Associate Director, Translational Medicine
4D Molecular Therapeutics
At 4D Molecular Therapeutics, Inc. (“4DMT”), we boldly innovate to unlock the full potential of genetic medicines for countless patients. We are committed to breaking boundaries and daring to cure as we develop new and foundational products and product components through our growing technology platforms.
4DMT is a clinical-stage biotherapeutics company harnessing the power of directed evolution for targeted genetic medicines. We seek to unlock the full potential of gene therapy using our platform, Therapeutic Vector Evolution (TVE), which combines the power of directed evolution with our approximately one billion synthetic AAV capsid-derived sequences to invent evolved vectors for use in our products. We believe key features of our targeted and evolved vectors will help us create targeted product candidates with improved therapeutic profiles. These profiles will allow us to treat a broad range of large market diseases, unlike most current genetic medicines that generally focus on rare or small market diseases.
We have built a deep portfolio of AVV-based gene therapy product candidates, with five product candidates in clinical trials: 4D-150 for the treatment of wet age-related macular degeneration (wet AMD) and diabetic macular edema (DME), 4D-710 for the treatment of cystic fibrosis lung disease, 4D-310 for the treatment of Fabry disease cardiomyopathy, 4D-125 for the treatment of X-linked retinitis pigmentosa (XLRP), and 4D-110 for the treatment of choroideremia.

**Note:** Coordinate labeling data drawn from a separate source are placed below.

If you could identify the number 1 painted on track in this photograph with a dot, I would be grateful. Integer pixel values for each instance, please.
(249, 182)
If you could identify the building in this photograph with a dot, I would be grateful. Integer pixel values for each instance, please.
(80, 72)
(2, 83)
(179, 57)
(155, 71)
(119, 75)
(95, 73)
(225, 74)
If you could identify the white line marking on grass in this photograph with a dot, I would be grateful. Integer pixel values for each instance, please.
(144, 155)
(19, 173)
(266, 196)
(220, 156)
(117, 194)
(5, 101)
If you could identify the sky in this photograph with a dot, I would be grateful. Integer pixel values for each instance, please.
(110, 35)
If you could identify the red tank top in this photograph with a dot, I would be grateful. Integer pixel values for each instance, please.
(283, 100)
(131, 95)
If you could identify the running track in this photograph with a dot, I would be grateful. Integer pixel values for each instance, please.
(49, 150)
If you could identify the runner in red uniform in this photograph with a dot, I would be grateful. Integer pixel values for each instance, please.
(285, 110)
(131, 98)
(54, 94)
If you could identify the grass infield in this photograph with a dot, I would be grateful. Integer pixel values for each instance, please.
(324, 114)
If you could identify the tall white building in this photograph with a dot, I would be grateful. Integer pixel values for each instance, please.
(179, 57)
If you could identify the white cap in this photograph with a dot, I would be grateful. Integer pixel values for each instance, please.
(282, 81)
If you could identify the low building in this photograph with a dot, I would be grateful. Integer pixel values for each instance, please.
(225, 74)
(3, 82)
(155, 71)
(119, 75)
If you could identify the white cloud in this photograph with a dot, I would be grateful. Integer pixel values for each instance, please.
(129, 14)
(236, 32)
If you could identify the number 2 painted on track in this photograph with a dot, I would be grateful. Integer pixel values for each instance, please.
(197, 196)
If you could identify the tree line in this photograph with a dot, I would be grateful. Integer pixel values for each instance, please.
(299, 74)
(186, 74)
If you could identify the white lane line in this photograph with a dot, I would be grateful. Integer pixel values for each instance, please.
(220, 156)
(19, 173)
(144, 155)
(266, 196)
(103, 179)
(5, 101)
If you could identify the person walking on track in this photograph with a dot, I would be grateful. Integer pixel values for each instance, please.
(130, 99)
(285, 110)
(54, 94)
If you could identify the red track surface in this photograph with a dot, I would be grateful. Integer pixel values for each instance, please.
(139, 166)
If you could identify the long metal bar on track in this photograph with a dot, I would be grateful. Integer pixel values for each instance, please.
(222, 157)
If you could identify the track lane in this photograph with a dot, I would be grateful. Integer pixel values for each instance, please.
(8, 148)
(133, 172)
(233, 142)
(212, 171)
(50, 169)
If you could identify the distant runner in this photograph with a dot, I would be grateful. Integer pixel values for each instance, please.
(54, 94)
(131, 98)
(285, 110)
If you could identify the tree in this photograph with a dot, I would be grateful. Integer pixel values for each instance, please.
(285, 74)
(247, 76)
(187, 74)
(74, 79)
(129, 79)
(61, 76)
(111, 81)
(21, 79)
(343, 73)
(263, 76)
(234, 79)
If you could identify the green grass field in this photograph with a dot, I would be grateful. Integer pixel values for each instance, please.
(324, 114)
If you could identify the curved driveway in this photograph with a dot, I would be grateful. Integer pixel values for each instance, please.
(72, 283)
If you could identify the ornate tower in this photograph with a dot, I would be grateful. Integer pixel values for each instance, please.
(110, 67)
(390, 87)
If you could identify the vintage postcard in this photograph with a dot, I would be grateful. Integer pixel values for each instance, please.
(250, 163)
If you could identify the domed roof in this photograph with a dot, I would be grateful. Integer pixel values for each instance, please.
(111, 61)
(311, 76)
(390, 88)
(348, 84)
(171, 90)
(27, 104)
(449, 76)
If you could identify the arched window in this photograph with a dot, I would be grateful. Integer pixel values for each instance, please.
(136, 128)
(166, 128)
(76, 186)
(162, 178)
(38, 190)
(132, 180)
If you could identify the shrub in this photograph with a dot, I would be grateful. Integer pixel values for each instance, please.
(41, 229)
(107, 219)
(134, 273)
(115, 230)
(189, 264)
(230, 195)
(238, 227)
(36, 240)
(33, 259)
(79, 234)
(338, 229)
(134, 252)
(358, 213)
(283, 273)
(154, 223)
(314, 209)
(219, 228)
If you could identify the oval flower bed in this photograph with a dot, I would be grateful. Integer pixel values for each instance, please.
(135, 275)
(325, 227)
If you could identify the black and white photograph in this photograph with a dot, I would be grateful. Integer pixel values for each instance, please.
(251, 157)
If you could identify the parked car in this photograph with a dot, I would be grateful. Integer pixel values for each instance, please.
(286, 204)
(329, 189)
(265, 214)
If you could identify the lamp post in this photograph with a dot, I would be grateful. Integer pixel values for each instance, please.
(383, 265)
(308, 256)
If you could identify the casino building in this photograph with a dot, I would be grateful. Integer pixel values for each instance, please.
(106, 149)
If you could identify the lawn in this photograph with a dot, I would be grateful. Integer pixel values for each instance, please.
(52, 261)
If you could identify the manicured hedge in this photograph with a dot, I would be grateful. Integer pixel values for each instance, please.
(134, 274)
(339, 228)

In addition, we have two product candidates in preclinical studies: 4D-175 for geographic atrophy (GA) and 4D-725 for alpha-1 antitrypsin deficiency.
To-date, we have demonstrated clinical proof-of-concept for three evolved vectors in three therapeutic areas and routes of administration with five products and patient populations. We believe this validates the power of our directed evolution platform for discovering superior vectors compared to wildtype viral vectors. We have built a robust and efficient product engine with 6 open Investigational New Drug Applications (INDs) in the U.S., 1 IND in Taiwan, and 1 Clinical Trial Approval (CTA) in Australia. We believe we are positioned to create, develop, manufacture and, if approved, effectively commercialize targeted genetic medicines that could transform the lives of patients suffering from debilitating diseases.
In addition to TVE, our technology includes a robust AAV manufacturing platform and onsite manufacturing facility that allows us to rapidly produce and test research grade material and scale up to GMP clinical material. This internal capability and close collaboration between our R&D and Manufacturing teams has greatly accelerated the pace of discovery at 4DMT.
Company Differentiators:
• Fully integrated clinical-phase company with internal manufacturing
• Demonstrated ability to move rapidly from idea to IND
• Five candidate products in the clinic and two declared pre-clinical programs
• Robust technology and IP foundation, including our TVE and manufacturing platforms
• Initial product safety and efficacy data substantiates the value of our platforms
• Opportunities to expand to other indications and modalities within genetic medicine
GENERAL SUMMARY:
Reporting to the Sr. Director of Translational Medicine, the Associate Director will play an important role in early-stage drug product development programs from pre-clinical studies to clinical proof-of-concept.
RESPONSIBILITIES:
- Contribute to the assessment and prioritization of the 4DMT product pipeline.
- Work closely with the Head of Early-Stage Product Development, Therapeutic Area Heads and the Chief Development Officer to translate drug candidates into early phase clinical trials.
- Oversee the design and implementation of preclinical in vivo and in vitro studies, including IND-enabling studies.
- Work closely with the program management team to execute all product pipeline activities including IND-enabling studies.
- Contribute to the preparation of content for regulatory interactions and submissions (e.g. pre-IND and/or INTERACT meetings, IND filing, Orphan Drug Designation requests, EMA submission) as necessary.
- Present to and interact with senior management and Executive Team members to assess progress toward meeting strategic objectives and company goals, identify program risks, and develop risk mitigation plans.
- Present data and program updates internally and externally to scientific and non-scientific audiences.
- Other duties as assigned.
Education and Experience Requirements
- PhD in biological sciences required.
- 5+ yrs industry experience
- 3+ years in project leadership or management role (lab science experience will also be considered) with at least 1-2 years of biotech or pharma industry experience.
- Strong scientific experience and ability to be part of a scientific team.
- Previous experience in cross-functional teams and work in a scientific or clinical setting supporting drug development.
Required Skills/Abilities
- Organized with attention to detail.
- Excellent analytical, logical thinking, and problem-solving skills.
- Excellent verbal and written communication skills.
- Ability to motivate groups of people to complete a project in a timely manner.
- Ability to work in a small company and fast-paced environment.
Base salary compensation range:
| Minimum: | Maximum: |
Bay Area Range | $189,000 | $215,000 |
Please note that the base salary compensation range and actual salary offered to the final candidate depends on various factors: candidate’s geographical location, relevant work experience, skills, and years of experience.